Saturday, February 5, 2011

We need a FUNCTIONAL killswtich...

The killswitch is still ineffective. It will not pass inspection at the competition. I have no idea why on earth it still refuses to turn off. I can follow 5 feet behind it, press "OFF" or hold it in all kinds of ways until my thumb falls off, and it still does not die, even with this new switch with an antenna. This failure to stop resulted in irreparable damage to the ultrasonic range finder. (cont....)

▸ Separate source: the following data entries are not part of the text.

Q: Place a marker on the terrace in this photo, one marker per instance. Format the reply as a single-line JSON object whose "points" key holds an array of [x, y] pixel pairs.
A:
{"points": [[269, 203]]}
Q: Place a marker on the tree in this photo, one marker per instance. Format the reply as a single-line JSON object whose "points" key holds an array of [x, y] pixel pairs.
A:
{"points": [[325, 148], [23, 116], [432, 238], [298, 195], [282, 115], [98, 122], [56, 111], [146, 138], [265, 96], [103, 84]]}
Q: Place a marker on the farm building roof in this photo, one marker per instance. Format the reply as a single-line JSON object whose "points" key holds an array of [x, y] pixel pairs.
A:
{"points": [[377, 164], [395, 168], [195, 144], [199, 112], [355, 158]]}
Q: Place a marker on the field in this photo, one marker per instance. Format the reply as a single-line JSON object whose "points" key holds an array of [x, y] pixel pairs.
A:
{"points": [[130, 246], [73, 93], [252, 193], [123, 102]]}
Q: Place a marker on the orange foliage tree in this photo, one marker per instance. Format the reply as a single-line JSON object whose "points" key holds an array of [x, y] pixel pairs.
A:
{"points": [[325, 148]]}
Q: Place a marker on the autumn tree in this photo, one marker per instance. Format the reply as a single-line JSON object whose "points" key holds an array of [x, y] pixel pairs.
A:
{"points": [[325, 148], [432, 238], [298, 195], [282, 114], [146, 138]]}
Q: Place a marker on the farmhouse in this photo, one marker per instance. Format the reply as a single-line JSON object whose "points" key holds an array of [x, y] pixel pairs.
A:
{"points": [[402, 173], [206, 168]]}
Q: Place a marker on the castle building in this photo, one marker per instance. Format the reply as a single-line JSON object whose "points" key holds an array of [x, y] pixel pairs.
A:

I was testing my gps navigation code, and the robot found a path which placed it's heading directly at a curb. I was carrying my laptop in one arm and the killswitch in the other. When I realized where it was going (about 25 feet away), I started trying to kill it. I was running less than 10 feet behind it, unable to get in front to stop it, doing thumb gymnastics on the off button trying to get it to stop.
It did not.
The magnet sensor box came dislodged from the lid, and the platform continued to try moving forward. I was already mad that the killswitch failed and i would have to hot glue the compass back on, but when I saw what happened to the sonar sensor, I broke. I assumed the killswitch I recieved to put in the platform was a failsafe to prevent this sort of thing.
It was not.
Forgive me if I sound bitter and pessimistic, but right now I'm so mad at myself, I feel like Budd Dwyer:

We need a killswitch that doesn't rely on a signal to turn off, but instead, one that relies on a signal to stay on. If the platform fails to receive remote signal it needs to die right then and there.
The strange thing is that I can turn on and off the relay from like 20 ft away 100% of the time if the platform is stationary, but not when it's in motion.
Oh and i know for sure it's broken, because one of the SMT chips is cracked in half, and I just get a reading of 255 in hyperterminal.

1 comment:

  1. Thanks for your cheering commentary. I have ordered yet another Ultrasonic sensor (perhaps a bulk buy is in order) I have a sure fire kill switch solution. (I used it on my 80 pound robot previously.) It consists of ~20 feet of 18 gauge wire connected to a normally open switch that you must depress with your thumb in order for the bot to run. You will have to chase the robot around with this configuration, but it should be fool proof!